OpenJDK Runtime Environment (IcedTea6 1.13.7) (rhel-1.13.7.1.el5_11-x86_64)
OpenJDK 64-bit Server VM (build 23.25-b01, Mixed mode)
Now only supports version1.6 or 1.7
If your system-style redhat, comes with Java version 1.4, need to upgrade Java, using Yum can be upgraded, yum installation can view my other blog
[[Email protected] ~] $perl-version
This was Perl, v5.8.8 built for X86_64-linux-thread-multi
Copyright 1987-2006, Larry Wall
Perl May is copied only under the terms of either the artistic License or the
GNU general public License, which is found in the Perl 5 source kit.
Complete documentation for Perl, including FAQ lists, should is found on
This system using "Man Perl" or "Perldoc perl". If you had access to the
Internet, point your browser at http://www.perl.org/, the Perl Home Page.
installation Interproscan5
1 Get Interproscan Software (x64) mkdir interproscancd Interproscan
wget ftp://ftp.ebi.ac.uk/pub/software/unix/iprscan/5/5.14-53.0/interproscan-5.14-53.0-64-bit.tar.gz
wget FTP://FTP.EBI.AC.UK/PUB/SOFTWARE/UNIX/IPRSCAN/5/5.14-53.0/INTERPROSCAN-5.14-53.0-64-BIT.TAR.GZ.MD5
# Use MD5 to ensure the integrity of downloaded files, return OK to prove complete
Md5sum-c INTERPROSCAN-5.14-53.0-64-BIT.TAR.GZ.MD5
2 Decompression
Tar-pxvzf interproscan-5.14-53.0-64-bit.tar.gz
2. Install Panther Models
Download Panther models to the subdirectory of the newly unzipped file/data below
CD [InterProScan5 home]/data/
wget ftp://ftp.ebi.ac.uk/pub/software/unix/iprscan/5/data/panther-data-8.1.tar.gz
wget FTP://FTP.EBI.AC.UK/PUB/SOFTWARE/UNIX/IPRSCAN/5/DATA/PANTHER-DATA-8.1.TAR.GZ.MD5
The file size is about a few gigabytes, and you need to check the MD5 after the download is over.

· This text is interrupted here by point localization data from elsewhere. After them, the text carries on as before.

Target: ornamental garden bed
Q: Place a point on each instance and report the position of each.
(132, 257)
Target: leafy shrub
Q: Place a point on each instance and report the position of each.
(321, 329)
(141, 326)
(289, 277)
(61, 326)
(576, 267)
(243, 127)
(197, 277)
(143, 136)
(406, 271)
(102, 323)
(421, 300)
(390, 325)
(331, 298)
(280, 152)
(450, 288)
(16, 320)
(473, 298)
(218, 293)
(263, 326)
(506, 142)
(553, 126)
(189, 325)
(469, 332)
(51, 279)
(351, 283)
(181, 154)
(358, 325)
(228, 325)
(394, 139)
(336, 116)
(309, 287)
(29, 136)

Md5sum-c PANTHER-DATA-8.1.TAR.GZ.MD5
Show # This must return *panther-data-8.1.tar.gz:ok* proof download no problem, otherwise re-download
Unzip
Tar-pxvzf panther-data-8.1.tar.gz
If you want to put this in other pieces of text, you can modify the [InterProScan5 home]/interproscan.properties file, change the following things
Panther.models.dir.8.1=path_to/panther/8.1/model
3. Using the pre-calculated Match Lookup Web server
The pre-calculated match Lookup Web server is capable of providing a comparison of over 30 million protein sequences, including all uniprotkb protein sequences. Interproscan 5 uses this server to speed up the local server. This is the version of the special sprints to use this server, you need a computer to surf the Internet: http://www.ebi.ac.uk to using it.
If your computer firewall blocks access to this site, you can download the localized Interproscan 5 lookup service (https://code.google.com/p/interproscan/wiki/ Locallookupservice) or turn off this function, you can add-DP at the command line or modify the interproscan.properties before adding a # comment.
Precalculated.match.lookup.service.url=http://www.ebi.ac.uk/interpro/match-lookup
How to use Interproscan
./interproscan.sh-i/path/to/sequences.fasta–o/san/–goterms–iprlookup–pa-f XML
You can run the example it provides:./interproscan.sh-i test_proteins.fasta-f TSV
will get the result of the TSV format, which contains a lot of database Gene3d, Pirsf,prints,panther,superfamily,pfam,tigerfam and other comparison results.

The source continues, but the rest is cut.